A rate-limiting HTTP proxy in Go

Hello Go-fans. Missed a week due to a nice little ski vacation, but I promise I was dreaming of Go while riding the ski lifts, so I’ve got something interesting to share with you this week.

I’ve worked in Africa and Indonesia in the past. There, I saw first-hand the possibilities of the Internet, but also the difficulties of using it in remote areas, over slow links, etc. I came up with ideas years ago for what I’d like in a proxy in the field that would make the limited bandwidth on a satellite connection go further. I’ve never had a chance to implement it until now, because hacking on Squid or other proxies just involved too much C hacking and core dumping to suit my patience, especially for a prototype to test ideas on. But Go, on the other hand; it’s just made for playing with this kind of thing!

So today what I have to show you is an HTTP proxy that simulates what happens when all the requests are squeezed through a tiny little channel.
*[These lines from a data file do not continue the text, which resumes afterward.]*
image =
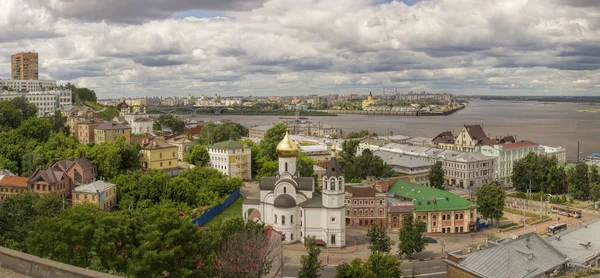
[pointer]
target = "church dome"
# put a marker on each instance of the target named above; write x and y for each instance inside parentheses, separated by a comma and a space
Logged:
(284, 201)
(287, 147)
It does not simulate things down to the TCP level (i.e. congestion detection and backoff); nor does it simulate the long round-trip times that make satellite connections difficult to optimize. But it simulates low bandwidth, and when I later add features related to semi-offline use, it will help me show the benefits of them better, I think.

The HTTP package in Go seems to be a just a web client and a web server. The tutorials show how to use it for both. Making a server is easy: you call http.ListenAndServe(":1234", nil) and you end up with a web server on port 1234. But did you ever wonder what that extra argument is for? The nil at the end? It’s the secret to how to make a proxy, and it’s the first stop on our journey.

http.Handler

The second argument is an http.Handler. When you set it to nil, the http package provides a default, called http.ServeMux. It is designed to let you register callbacks for various sub-URLs inside one server. There’s also the http.FileServer handler, which finds files on disk matching the URL, and serves them up.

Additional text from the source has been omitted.